Eleven months ago, my husband and I settled that the current school year (22-23) would for now be our kids last year at their school. Going forward we would homeschool. It was a huge change for us. I stepped out of the workforce, we are relying on God to provide for our gym as my husband is the only breadwinner, and then of course for the kids. Many times I have had the question, "What about socialization?"
But other questions have been more on point:
- curriculum
- co-op or not
- fieldtrips
- schedule (calendar and daily)
So, I'm sharing this, and going to update the tab on my blog with more details.
But first, a general "disclaimer." I live in Texas, which is an amazing state to homeschool in. Texas requires only that students be taught 5 things.
- Reading
- Spelling
- Grammar
- Mathematics
- Good Citizenship, which entails:
- Federal Holidays
- Pledge of Allegiance
- History
- Government
- Math, Christian Light Education
- Language Arts (Grammar, Reading, Spelling, Writing), Common Sense Press
- Bible, no curriculum. As a family reading the Bible chronologically, and doing scripture memory.

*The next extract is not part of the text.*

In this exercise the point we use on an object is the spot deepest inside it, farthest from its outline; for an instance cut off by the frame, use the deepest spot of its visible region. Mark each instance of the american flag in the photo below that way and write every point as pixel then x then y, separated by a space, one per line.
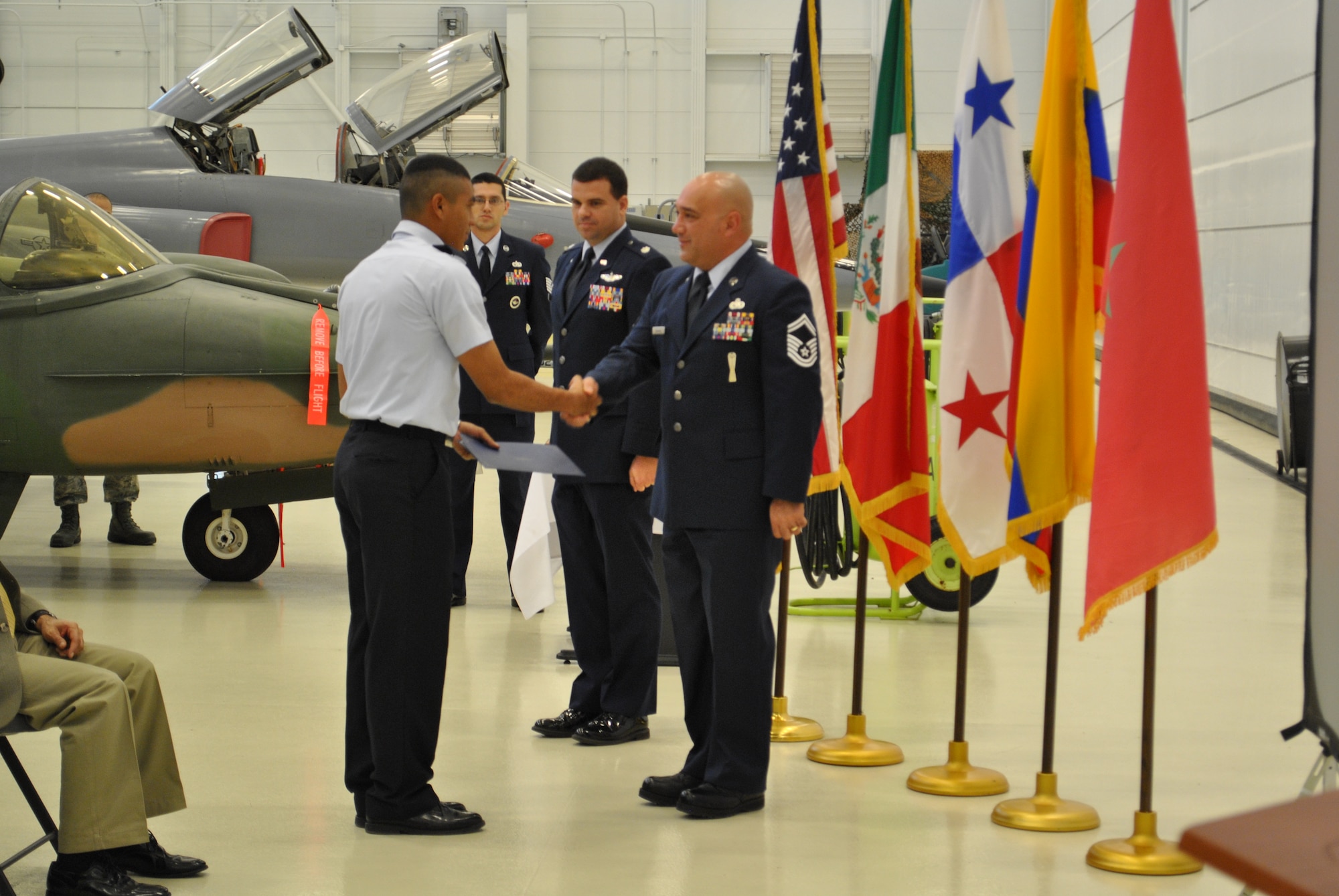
pixel 808 221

- History/Social Studies - NotGrass History - using their 50 states curriculum this year, additionally say the following pledges: Texas Pledge, Pledge to the American Flag, Pledge to the Christina Flag, Pledge to the Bible
- Science - The Good and The Beautiful - various unit studies
- Handwriting - 3rd grader only, Zaner-Bloser
- I found an amazing PK4 packet at kindergartenreadyskills.com. I formerly was a preschool director (licensed) and thought to make everything, but her workbook was chef's kiss!
- It includes: alphabet, letters, tracing, mini-month units on weather, hygiene, etc. But I did switch the order of the letter teaching to a phonetics system
- Bible - daily scripture reading, daily devotion, prayer time (kids also have prayer journals), scripture memory review. Also, for where we are in our daily chronological reading I will find coloring sheets or projects to reinforce the lesson/reading.
- Mathematics - Speed Drills first, then lesson or quiz/test
- Language Arts, 3rd grader does his Handwriting after. Will probably have 5th grader do keyboarding after her LA lesson.
- History & Science
- History:
- Each of the 50 states is 2 days worth of lessons, so we do 2 states a week
- The History curriculum had the option to purchase books that go with each region, I purchased these. While my kids do their journals, I read a chapter a day.
- Science
- As we do unit studies I pick the focus. We started off going over Biblical Sexuality (different vendor) so that my kids could understand male & female as God intended. Now we are using TGATB for our studies. Currently we are going over "Health and the Physical Body." 1 lesson a week, and generally there is a hands on project or task. I will add supplemental reinforcement worksheets to test that the kids focused on the lesson.
- Calendar - review the days of the weeks, months of the year, the order the occur, weather.